Иван подтянул свои длинные ноги, бороздившие ломкую корку занастевшего снега, саданул бахмата по холке кулаком – тот пошел живей, но глубокий снег не давал ему разбежаться… Иван, устав колотить его кулаком, в остервенении оглянулся…
Бек Булат ожег плеткой своего солового, пустился на выручку к Ивану. Иван дождался Бек Булата, пересел на его жеребца. Тот яростно понес его к опушке молодого сосняка, где белыми комками торчали избы, ушедшие в снег по самые крыши. Изб было с полдюжины, но когда Иван подъехал ближе, то увидел засыпанные снегом остатки пожарищ и по ним присчитал еще с десяток. Большая была деревня и, хоть стояла на сыром корню[71], не бедна: на оставшихся избах крыши из смоленого теса, дворы обширны, с хлевами, амбарами, с колодцами, тыны не плетеные, а набранные из соснового колья – надолго городились. Такая деревня и под Москвой в редкость. Узри ее Иван непокинутой, неспаленной – порадовался бы! Теперь только зубами скрипнул.
Сколь уж обживает он этот край! Людей, что селятся здесь, от податей освобождает, из казны на подъем дает, войско в Невеле держит для защиты рубежа, чтоб спокойно, без страха селился и жил здесь люд. Местные ни в посоху, ни в рать не берутся, дорог не чистят, мостов не мостят, к городу камня, извести и колья не возят, на яму с подводами не стоят, ни наместнику, ни войску корм не дают, и суд им особый, и торговля без мыта… Но все равно народцу по порубежью не густо. Не любят селиться в таких местах. Беспокойно. Лучше подать платить, и дороги чистить, и корм готовить, и в посоху ходить, чем каждый год загадывать и ждать: будет война или нет? Как война, порубежные – или в плен, или по миру с сумой!
Нынешним летом кончился срок перемирия с Литвой, и Иван посылал Шереметева да татарских царевичей воевать литовские места у Орти, Шклова и Мстиславля, а литовский гетман Радзивилл приходил к Невелю. Большой урон причинил крепости гетман. Курбский с Шаховским сидели в Невеле с пятнадцатью тысячами войска и ничего не могли с ним поделать – еле отбились. От такого известия даже в Великих Луках весь посад сбежался в детинец[72], а порубежник и подавно заходился спасать свою шкуру. Порубежник спасается хитро: если к своим бежать далеко, он бежит к чужим, не дожидаясь, пока его силой уведут в плен. Добровольно прибежишь – надел получишь… Там же, на порубежье, только с другой стороны, – для такой же беспокойной жизни, как и там, откуда убежал, – но все-таки надел, а не тяжкая, бесправная кабала, когда уведут силой.
Возле самой деревни снег был еще глубже.

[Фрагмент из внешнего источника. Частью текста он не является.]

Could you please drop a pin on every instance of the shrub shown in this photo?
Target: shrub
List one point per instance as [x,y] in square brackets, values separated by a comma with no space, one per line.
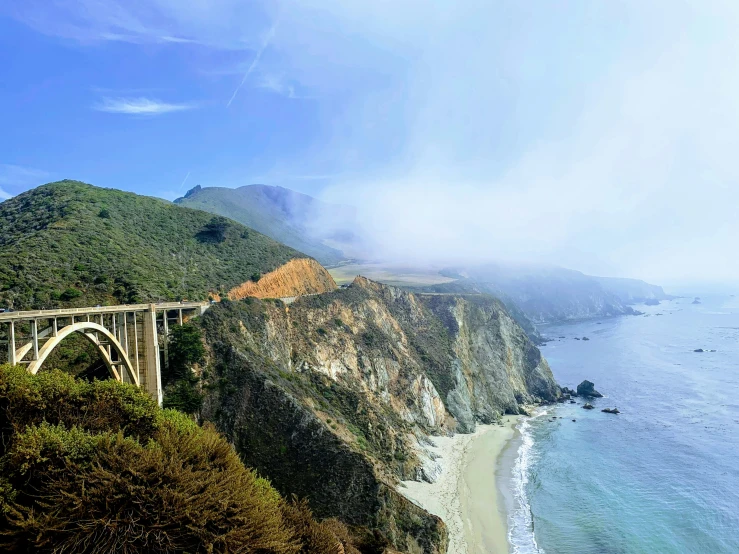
[98,467]
[185,350]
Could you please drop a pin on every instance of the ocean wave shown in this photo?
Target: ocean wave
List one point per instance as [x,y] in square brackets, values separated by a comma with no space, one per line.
[520,520]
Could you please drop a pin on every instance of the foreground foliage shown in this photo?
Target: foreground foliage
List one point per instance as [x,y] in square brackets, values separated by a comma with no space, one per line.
[98,467]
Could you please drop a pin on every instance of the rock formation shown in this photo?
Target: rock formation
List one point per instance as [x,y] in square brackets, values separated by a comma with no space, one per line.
[587,389]
[295,278]
[334,396]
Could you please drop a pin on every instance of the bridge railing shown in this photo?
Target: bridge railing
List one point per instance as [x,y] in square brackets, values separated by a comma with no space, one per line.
[62,312]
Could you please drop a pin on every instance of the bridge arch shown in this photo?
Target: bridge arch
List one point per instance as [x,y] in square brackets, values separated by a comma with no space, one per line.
[91,332]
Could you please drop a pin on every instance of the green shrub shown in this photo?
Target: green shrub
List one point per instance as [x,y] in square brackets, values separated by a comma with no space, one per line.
[98,467]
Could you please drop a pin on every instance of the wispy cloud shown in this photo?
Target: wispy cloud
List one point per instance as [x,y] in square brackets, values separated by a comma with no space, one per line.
[255,62]
[279,84]
[17,178]
[139,106]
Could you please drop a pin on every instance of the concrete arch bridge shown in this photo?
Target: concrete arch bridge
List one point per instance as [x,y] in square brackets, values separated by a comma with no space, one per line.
[131,339]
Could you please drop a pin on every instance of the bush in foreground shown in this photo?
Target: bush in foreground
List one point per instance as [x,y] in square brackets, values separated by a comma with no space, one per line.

Жеребец приустал, осмирился, пошел тише…
Татары не обращали внимания на подъезжавшего Ивана, видать, по жеребцу принимая его за Бек Булата, и продолжали шастать возле изб, как лисы, вынюхивающие добычу. От их резких криков взгудывала настоявшаяся тишина – и по сосняку ломилось вспугнутое эхо.
Иван подъехал к самым избам. Теперь татары узнали его. Замерли. Симеон, сидевший в седле, как на лавке, спрыгнул в снег, поплыл к Ивану.
– Один словили! – блеснул он глазами. – Мы его аркан путал. – Симеон повернулся, указал рукой. На одном из коней Иван увидел лежащего поперек холки связанного мужика.
– Распутать! – повелел он Симеону.
Татары стащили мужика с коня, развязали, поволокли к Ивану.